Since \(\mathcal {R}_{y}(T_d^{\varDelta t}, x_0)\) is compact and \(\hat{f}_y\) is continuous, \(\mathcal {R}_{x}(T_d^{\varDelta t}, x_0)\) is closed and \(\hat{f}_y^{-1}\) is also continuous. Then, \(\mathcal {R}_{x}(T_d^{\varDelta t}, x_0)\) is connected because \(\mathcal {R}_{y}(T_d^{\varDelta t}, x_0)\) is connected and \(\hat{f}_y^{-1}\) is continuous. Therefore, there exists at least one trajectory connecting \(x_0\) to \(x(\tau )\) satisfying \(f_y(x(\tau )) = y^g\) in \(\mathcal {R}_{x}(T_d^{\varDelta t}, x_0)\). \(\square \)
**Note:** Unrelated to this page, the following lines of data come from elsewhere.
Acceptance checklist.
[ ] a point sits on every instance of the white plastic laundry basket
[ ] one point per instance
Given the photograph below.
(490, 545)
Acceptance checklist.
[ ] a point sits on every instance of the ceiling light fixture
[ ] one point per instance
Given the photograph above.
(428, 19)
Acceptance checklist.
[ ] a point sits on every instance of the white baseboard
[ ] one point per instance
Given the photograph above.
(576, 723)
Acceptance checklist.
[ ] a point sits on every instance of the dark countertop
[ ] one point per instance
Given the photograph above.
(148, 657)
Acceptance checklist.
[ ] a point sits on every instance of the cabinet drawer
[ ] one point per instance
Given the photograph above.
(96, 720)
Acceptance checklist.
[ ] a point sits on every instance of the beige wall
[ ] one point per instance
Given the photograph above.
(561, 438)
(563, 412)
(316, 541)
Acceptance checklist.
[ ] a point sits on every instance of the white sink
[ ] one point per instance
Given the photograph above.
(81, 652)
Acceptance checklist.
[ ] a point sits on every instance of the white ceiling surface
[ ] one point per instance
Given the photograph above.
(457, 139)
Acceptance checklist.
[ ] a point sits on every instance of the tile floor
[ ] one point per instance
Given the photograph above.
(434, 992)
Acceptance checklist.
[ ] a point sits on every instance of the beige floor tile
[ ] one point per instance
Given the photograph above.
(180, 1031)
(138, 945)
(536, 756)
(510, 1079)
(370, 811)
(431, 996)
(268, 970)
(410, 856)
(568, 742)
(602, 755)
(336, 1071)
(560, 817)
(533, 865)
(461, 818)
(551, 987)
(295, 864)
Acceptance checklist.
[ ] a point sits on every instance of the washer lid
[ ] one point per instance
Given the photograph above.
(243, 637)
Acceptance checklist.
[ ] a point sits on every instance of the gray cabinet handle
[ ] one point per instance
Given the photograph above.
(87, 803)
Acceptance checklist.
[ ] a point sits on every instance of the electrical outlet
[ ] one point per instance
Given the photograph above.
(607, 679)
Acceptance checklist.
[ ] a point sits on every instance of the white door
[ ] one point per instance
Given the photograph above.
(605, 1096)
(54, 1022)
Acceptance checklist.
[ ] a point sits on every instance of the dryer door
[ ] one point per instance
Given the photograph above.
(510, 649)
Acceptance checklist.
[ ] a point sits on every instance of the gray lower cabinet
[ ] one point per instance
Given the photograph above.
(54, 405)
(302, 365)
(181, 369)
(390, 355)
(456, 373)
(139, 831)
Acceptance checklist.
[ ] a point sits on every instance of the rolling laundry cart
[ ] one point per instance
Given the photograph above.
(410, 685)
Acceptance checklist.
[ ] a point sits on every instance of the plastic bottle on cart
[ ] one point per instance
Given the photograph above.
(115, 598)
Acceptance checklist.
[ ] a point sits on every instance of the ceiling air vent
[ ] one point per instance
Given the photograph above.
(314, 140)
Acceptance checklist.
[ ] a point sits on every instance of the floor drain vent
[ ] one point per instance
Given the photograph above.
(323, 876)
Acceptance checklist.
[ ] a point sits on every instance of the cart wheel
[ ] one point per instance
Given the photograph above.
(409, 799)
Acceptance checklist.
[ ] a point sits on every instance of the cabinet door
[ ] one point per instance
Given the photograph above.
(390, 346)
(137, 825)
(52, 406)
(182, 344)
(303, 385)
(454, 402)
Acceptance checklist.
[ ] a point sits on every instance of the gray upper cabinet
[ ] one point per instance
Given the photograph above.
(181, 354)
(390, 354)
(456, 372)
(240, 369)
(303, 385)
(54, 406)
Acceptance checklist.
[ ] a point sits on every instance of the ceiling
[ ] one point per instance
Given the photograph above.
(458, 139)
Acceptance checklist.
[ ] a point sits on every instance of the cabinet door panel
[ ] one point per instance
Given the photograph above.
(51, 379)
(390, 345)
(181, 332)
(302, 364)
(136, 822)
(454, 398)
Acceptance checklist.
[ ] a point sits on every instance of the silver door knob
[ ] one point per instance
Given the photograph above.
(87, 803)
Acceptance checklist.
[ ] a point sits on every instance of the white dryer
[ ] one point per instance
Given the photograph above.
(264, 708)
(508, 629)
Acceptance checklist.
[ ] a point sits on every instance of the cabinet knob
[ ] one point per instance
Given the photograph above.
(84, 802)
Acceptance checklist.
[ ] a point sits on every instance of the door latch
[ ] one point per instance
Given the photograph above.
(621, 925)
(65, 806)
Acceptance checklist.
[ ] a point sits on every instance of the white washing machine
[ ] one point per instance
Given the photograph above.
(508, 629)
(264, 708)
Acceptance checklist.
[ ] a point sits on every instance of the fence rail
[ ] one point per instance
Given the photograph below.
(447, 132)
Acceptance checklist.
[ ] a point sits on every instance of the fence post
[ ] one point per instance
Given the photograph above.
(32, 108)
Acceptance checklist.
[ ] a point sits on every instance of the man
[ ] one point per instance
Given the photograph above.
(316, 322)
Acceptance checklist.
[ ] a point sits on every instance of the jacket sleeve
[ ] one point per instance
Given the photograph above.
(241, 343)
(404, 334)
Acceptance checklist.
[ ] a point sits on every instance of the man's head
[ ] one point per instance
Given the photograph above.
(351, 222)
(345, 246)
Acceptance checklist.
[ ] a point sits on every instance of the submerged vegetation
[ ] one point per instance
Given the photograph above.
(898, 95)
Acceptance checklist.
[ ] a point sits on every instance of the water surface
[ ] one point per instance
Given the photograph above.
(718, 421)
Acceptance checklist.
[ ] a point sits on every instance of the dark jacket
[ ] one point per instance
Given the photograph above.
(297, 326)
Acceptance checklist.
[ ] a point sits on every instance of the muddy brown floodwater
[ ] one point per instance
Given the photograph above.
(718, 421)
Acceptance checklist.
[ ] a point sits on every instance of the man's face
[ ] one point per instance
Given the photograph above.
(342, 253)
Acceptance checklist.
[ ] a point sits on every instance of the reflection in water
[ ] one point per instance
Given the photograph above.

Specifications of Valkyrie

We consider the following joint position/velocity/torque constraints. Excluding the virtual joints for the floating base, the actuated joints (\(\mathbb {R}^{28}\)) are specified such as

$$\begin{aligned} \begin{aligned} q_{init} =&[ 0.0,\, 0.0,\, 0.0, \, 0.0, \, 0.0, \, 0.0, \, 0.2, \, \\&1.1, \, 0.0, \, 0.4, \, 1.5, \\&0.0,\, 0.0,\, -0.6, \, 1.2, \, 0.6, \, 0.0, \\&0.0,\, 0.0,\, -0.6, \, 1.2, \, 0.6, \, 0.0 ],\\ q_{UB} =&[1.181, \, 0.666, \, 0.255, \, 1.162, \, \\&1.047, \, 0.0, \, 2.0, 1.519, \\&2.18,\, 2.174,\, 3.14, \,2.0, \, 1.266, \, 2.18, \, 0.12, \, 3.14,\\&0.4141, \, 0.467, \, 1.619, \, 2.057, \, 0.875,\, 0.348,\, 1.1, \\&0.5515, \, 1.619, \, 2.057, \, 0.875, \, 0.348 ],\\ q_{LB} =&[0.0, \, -1.047, \, -0.872, \, -2.85, \, \\&-1.266, \, -3.1, \, -0.12, \\&-2.019, \, -2.85, \, -1.519, \, -3.1, \, \\&-2.174, \, -2.019, \, -1.1,\\&-0.5515, \, -2.42, \, -0.083, \, -0.8644, \\&\, -0.349, \, -0.4141, \\&-0.467, \, -2.42, \, -0.083, \, -0.8644, \, -0.349 ],\\ \dot{q}_{B} =&[ 5.29, \, 9.0, \, 9.0, \, 5.0, \, 5.0, \, \\&5.0, \, 5.89, \, 5.89, \, 11.5, \, 11.5, \\&5.0, \, 5.89, \, 5.89, \, 11.5, \, 11.5, \, 5.0, \, \\&5.89, \, 7.0, \, 6.11, \, 6.11, \\&11.0, \, 11.0, \, 5.89, \, 7.0, \, 6.11, \, 6.11, \, 11.0, \, 11.0 ],\\ u_{B} =&[ 150.0, \, 150.0, \, 150.0, \, 26.0, \, 26.0, \, \\&26.0, \, 190.0, \, 190.0,\\&65.0,\, 65.0,\, 14.0,\, 190.0,\, 190.0,\, 65.0,\, \\&65.0,\, 14.0,\, 190.0, \\&350.0, \, 350.0, \, 350.0,\, 205.0,\, 205.0, \, 190.0, \\&350.0, \, 350.0, \, 350.0, \, 205.0, \, 205.0]; \end{aligned} \end{aligned}$$

where \(\dot{q}_{UB} = + \dot{q}_{B}\), \(\dot{q}_{LB} = - \dot{q}_{B}\), \(u_{UB} = + u_{B}\), and \(u_{LB} = - u_{B}\), respectively.